Now I'm working with all caps so I don't have any descenders, but Illustrator goes ahead and invents descenders in its mind. So if you want to tighten things up here, you need to bring back transform by clicking on its eyeball, once again, in order to turn it on. Then, click on the word Transform in order to bring it up on-screen. And we'll still scale the pattern by 75%, let's say. We'll see if that works. But I'm going to decrease the Vertical Move value. Because when you reduce the Vertical Move value, you move things upward. When you increase the value, you move stuff downward.
Anyway, I'll go ahead and turn on the Preview check box so I can see what I'm doing. Then, I'll click inside the vertical value and I'll press shift + down arrow until I move that gradient all the way to the top of the letters and you can see that we now have a lot less darkness down at the bottom of these characters.

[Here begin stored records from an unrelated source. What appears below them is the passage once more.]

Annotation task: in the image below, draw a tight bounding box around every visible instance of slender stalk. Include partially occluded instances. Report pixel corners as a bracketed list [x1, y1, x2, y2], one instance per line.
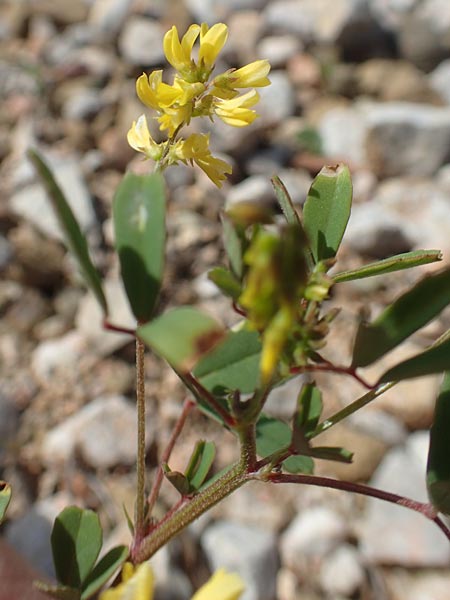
[311, 381, 397, 438]
[182, 372, 237, 427]
[147, 399, 195, 514]
[266, 473, 450, 542]
[132, 462, 251, 563]
[103, 319, 136, 336]
[135, 336, 147, 539]
[290, 362, 374, 390]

What if you want to flip it? That is to say, you don't want the gradient to extend from top to the bottom. You want it to extend from the bottom to the top. Then, you just go ahead and turn on the Reflect Y check box right here. In which case you're going to have to increase the vertical value and I'm just going to take that negative sign in front of 50 points and press the backspace key and then press the tab key in order to assign a Vertical Move value of positive 50 points.
You can also use the rotate value here. In order to change the direction of that gradient. So, in other words, instead of having a go from bottom to top, we want it to go side to side, so I'll change the Angle value to 90 degrees and we will see we end up with. This is something of a mess of course as you can see here, so we'd have to increase the horizontal and vertical values in order to spread the gradient across the letters. Make some other modifications as well. Anyway, I like things the way they were just a moment ago with an Angle value of zero degrees, so I'll go ahead and click OK.
Now the next swatch assigns a darker gradient. It goes from 50% to 100% so it starts 50% At the top, in our case, because of the transform effect, and extends down to total darkness at the bottom. What if you want an undulating gradient? Why then, you have these undulating options right here. You can either go with Undulating Coarse Dots, which looks like this, or Undulating Fine Dots, which looks like this. I'm going to go with the coarse dots, alright? So I'll click this second to last swatch right there.
And then I'll go ahead and hide this floating panel. And of course, that's not really what I want. So I'll go ahead and click on the word Transform under Fill in order to bring up the Transform Effect dialogue box. And we don't really need to reflect the gradient anymore. So I'll turn on the Preview check box just so you can see what I'm talking about. And I'll turn off Reflect Y. Doesn't really make any difference because we were just reflecting things vertically. And this is a horizontal gradient. If you want it to be a vertical gradient though, of course, you can change that angle value to 90 degrees and you end up with this effect here.
All right. That's not what I'm looking for though. So I'll change this back to zero degrees and I'll increase the Horizontal scale value to 200% and that gives me these elliptical dots as opposed to circular ones because the Vertical value is still set to 75%. So don't we take care of that by changing the Vertical value to 200% as well, and we end up with this effect here. I'll go ahead and click OK in order to accept that change. And that, friends, is how you assign and modify one of the five custom gradient dot patterns that ships along with Illustrator.